How would she pay proper homage to the past, while putting a more modern twist on it?
Ruby continues, “In late 2020, I founded Talkhouse Encore with the hope to maintain (all while expanding the reach of) my family's legacy. Talkhouse Encore is a ready-to-drink canned cocktail that captures the Talkhouse spirit in beverage form. Our drinks are spirit based and are the classic dive bar staples. Everything you want in a drink without all the fuss.
We worked with an expert mixologist to craft the perfect version of these staples while using premium ingredients to balance quality with a health-conscience lens (i.e. no added sugar and no artificial flavors). Whenever I would go to a bar, I always noticed inconsistencies in a standard drink order from bar to bar - even at the same bar -….the alcohol base brand is different, the pour is either too little or too much, the soda might be flat, the mixer might be pure sugar concentrate… I could never find confidence in a drink I enjoyed. Our drinks fill that void - quality, consistency, and ease all in one.”
How was she going to start the next generation of The Talkhouse?
“Encore is my way of finding my voice within the legacy that my father built. He is the reason why Talkhouse is known for what it is today and I wanted to create my own iteration of this household name and make it something of my own with a fresh spin on it. This is the first time that the Talkhouse legacy is making its way outside of the East End. Since the Hamptons is a summer destination, with Encore, you’ll be able to reminisce and ignite these memories beyond summer,” Ruby begins.

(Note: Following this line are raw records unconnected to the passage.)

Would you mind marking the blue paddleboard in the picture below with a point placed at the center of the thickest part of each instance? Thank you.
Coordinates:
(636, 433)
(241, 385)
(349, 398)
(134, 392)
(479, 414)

“My goal is to trigger nostalgia.. .where you once danced, who you once saw, songs you heard, people you’ve met. I want the energy of Talkhouse to become more contagious and sustained beyond physical location so that the energy is ever-present.
While we’re just getting started, my hope is that Talkhouse Encore will turn the music up, keep the doors open and lights on, and ensure the dancing never stops, no matter what, no matter where no matter the season. Talkhouse Encore will be a stage for musicians, a dance floor for all, and a familiar drink no matter where.”